AP 05 - Beware of SELECT *
Severity
CautionType
Problem
Whenever a developer uses SELECT *, they commonly pick more columns than they need. Without any justification, the database must free up more system resources. The use of this anti-pattern could cause performance problems, reduce concurrency, and increase costs.
The SELECT * anti pattern has the following impact
- When columns are renamed or dropped, downstream processes may break in your data engineering and BI work loads
- More database resources need to be used to scan data at the table level. The impact is significantly worse for databases with columnar storage.
- More data travels across the network
- Running SELECT * is expensive. Some database providers, like Google BigQuery, charge customers according to the volume of data accessed. It can literally cost you hundreds of dollars to run a query across a TB-sized table with dozens of columns when we only need four or five. While the extra cost for BigQuery is obvious, you will pay comparable compute costs with other database vendors and have fewer resources available for other users.
Solution
- Fix the anti pattern for small tables that are part of an ETL or BI application.
- Apply the LIMIT clause to only retrieve a subset of the data for data exploration use cases. The implementation of LIMIT differs by database vendor and you are advised to consult the explain plan.
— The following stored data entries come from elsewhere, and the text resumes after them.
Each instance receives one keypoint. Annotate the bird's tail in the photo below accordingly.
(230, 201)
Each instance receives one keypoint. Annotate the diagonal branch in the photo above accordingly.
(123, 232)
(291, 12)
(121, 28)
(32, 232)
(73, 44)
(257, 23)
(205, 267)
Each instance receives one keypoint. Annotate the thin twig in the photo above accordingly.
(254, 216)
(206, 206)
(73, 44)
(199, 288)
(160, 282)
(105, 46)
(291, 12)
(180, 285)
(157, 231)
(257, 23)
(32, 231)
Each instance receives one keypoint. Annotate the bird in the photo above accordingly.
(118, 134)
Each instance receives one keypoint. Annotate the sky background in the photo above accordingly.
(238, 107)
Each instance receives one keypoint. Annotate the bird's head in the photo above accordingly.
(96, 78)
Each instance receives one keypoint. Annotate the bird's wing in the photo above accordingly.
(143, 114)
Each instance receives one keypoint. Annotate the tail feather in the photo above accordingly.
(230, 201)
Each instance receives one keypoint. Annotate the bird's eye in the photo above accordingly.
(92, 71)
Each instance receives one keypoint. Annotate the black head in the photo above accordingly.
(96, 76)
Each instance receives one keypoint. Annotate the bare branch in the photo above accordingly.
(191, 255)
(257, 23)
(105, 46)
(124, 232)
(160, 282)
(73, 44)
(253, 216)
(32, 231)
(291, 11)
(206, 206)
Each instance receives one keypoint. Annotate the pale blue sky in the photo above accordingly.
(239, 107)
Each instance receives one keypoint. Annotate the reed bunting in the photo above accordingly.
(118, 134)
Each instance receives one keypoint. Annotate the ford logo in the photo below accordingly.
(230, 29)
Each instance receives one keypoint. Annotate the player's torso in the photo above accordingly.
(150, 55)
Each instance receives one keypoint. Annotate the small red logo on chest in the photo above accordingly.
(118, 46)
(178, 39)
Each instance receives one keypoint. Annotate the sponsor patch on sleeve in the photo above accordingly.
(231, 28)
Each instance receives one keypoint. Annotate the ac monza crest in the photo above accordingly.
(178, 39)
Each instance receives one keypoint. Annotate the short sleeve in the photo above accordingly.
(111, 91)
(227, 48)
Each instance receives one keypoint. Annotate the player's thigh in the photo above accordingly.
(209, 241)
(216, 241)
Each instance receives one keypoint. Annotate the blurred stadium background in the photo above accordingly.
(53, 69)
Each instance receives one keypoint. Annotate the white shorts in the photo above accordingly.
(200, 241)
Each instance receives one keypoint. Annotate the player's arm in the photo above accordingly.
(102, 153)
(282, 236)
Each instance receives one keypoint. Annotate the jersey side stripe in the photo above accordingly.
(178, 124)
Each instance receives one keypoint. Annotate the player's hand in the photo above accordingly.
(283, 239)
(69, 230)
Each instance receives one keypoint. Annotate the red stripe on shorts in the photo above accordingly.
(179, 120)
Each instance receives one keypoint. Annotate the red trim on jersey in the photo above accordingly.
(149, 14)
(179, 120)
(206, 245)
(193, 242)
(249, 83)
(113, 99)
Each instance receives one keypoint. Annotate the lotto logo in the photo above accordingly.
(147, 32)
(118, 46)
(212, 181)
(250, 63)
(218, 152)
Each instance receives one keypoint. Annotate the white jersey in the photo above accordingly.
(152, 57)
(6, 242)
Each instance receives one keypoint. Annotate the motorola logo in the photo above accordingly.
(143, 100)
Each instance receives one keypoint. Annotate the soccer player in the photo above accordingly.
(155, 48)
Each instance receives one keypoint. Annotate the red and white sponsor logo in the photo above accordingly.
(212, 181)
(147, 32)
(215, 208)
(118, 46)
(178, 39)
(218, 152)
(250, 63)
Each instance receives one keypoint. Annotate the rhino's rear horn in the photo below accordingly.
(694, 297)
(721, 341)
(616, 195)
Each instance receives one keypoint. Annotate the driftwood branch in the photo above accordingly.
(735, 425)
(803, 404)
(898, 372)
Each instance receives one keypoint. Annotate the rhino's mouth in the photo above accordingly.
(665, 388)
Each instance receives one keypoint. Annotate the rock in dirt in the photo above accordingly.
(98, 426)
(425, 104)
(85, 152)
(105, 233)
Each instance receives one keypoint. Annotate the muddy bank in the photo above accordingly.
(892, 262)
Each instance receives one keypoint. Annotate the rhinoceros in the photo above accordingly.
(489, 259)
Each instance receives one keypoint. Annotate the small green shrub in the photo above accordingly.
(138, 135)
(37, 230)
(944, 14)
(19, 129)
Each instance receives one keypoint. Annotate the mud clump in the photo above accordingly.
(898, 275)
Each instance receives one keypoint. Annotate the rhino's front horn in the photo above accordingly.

SQL without LIMIT takes minutes on a 500 GB table
SELECT *
FROM web_sales a
JOIN item b
ON(a.ws_item_sk=b.i_item_sk)
SQL with LIMIT takes milliseconds for the same query
SELECT *
FROM web_sales a
JOIN item b
ON(a.ws_item_sk=b.i_item_sk)
LIMIT 100
Example SQL was created and tested on Snowflake
- Even if we know the names of the columns we need to retrieve it is much quicker to write SELECT * instead of spelling out each individual column. An SQL IDE with autocomplete feature can minimise the amount of work.
Legitimate use of the anti pattern
If this anti pattern appears during data exploration or data discovery, you can ignore it for small tables. The extra expense is probably less than the time you must spend on data engineering if you write out the full column names
For data exploration and data discovery use cases you may need to browse all of the columns in a table to get a better understanding of the data.